Manuscripts/Mixed Material Interview with Stephen T. Johnson
We then went to live with my paternal grandmother in Glendale, California, and I went to school there. Columbus School still exists, I believe. Dad, after a short time in Chicago, went out to the Far East where he was a Foreign Service officer, as I understand it, kind of on the staff of General MacArthur. One of the first things he did was to go to Manila when they liberated that. He had the job of sorting out the civilians, citizens and non-citizens, that were released from camps and things and helping the citizens and doing other consular things. He was a consul.
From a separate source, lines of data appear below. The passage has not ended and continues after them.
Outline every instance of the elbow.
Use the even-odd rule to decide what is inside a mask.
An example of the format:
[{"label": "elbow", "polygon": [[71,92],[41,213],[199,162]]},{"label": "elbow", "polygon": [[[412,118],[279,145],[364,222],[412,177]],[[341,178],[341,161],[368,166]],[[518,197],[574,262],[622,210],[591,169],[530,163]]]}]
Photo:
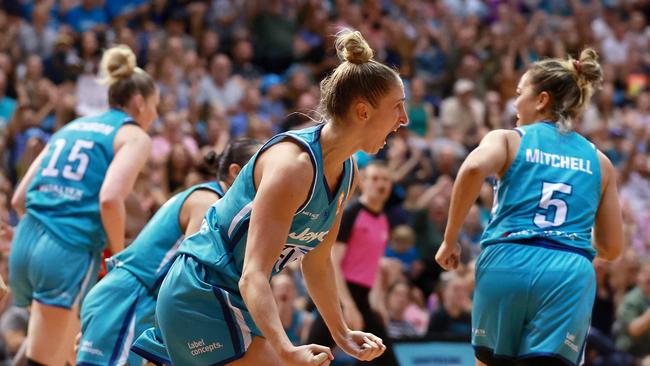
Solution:
[{"label": "elbow", "polygon": [[484,179],[487,176],[485,169],[476,161],[466,161],[458,175],[463,175],[469,179]]},{"label": "elbow", "polygon": [[253,283],[255,282],[254,277],[255,274],[244,271],[239,279],[239,292],[242,294],[244,299],[246,299],[246,295],[250,293],[251,288],[253,287]]}]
Then when the war ended, he was sent to Yokohama and reestablished the consulate that existed there before the war. He was at the time an FSO-6 or something, or “8.” He arrived there just at the surrender with lots of excitement you know, of that particular time. After he arrived, he was sent around the country in an airplane, obviously an air force airplane, to try to sort out prisoners who were released from various camps in Japan - both military and civilian prisoners. He said that he got to Hiroshima in time to greet the Marines when they landed there, and he had a very great adventurous time.
Then was sent over to Korea for a little while because Korea was real afterthought at the end of the war.
Q: Oh, absolutely.
JOHNSON: No one had considered it at all. He had actually served there as a vice consul. So he went over there and did some small assistance to the general who was in charge of setting up our establishment in Korea. Then he came back to Yokohama and set up the consulate. In June of 1946, we - the rest of the family - sailed over in the General McMegs, which was a converted troop carrier, I guess. It was then under the President Lines, but very much in the troop carrier mode. My brother and I, nine and seven years old, I guess, were basically in a cabin with 14 men. I guess it was an officers' cabin in the troop situation. My mother and two sisters were in a similar establishment for ladies, and the missionaries were down in the hold where the troops would be. We were going first class.
Anyway we arrived in Yokohama. The head consul had an apartment in the building, which included offices and four apartments, and we lived there.
Q: You were there from when to when?
JOHNSON: Dad was there from 1945. We were there from June of 194to, I guess, June of 1949.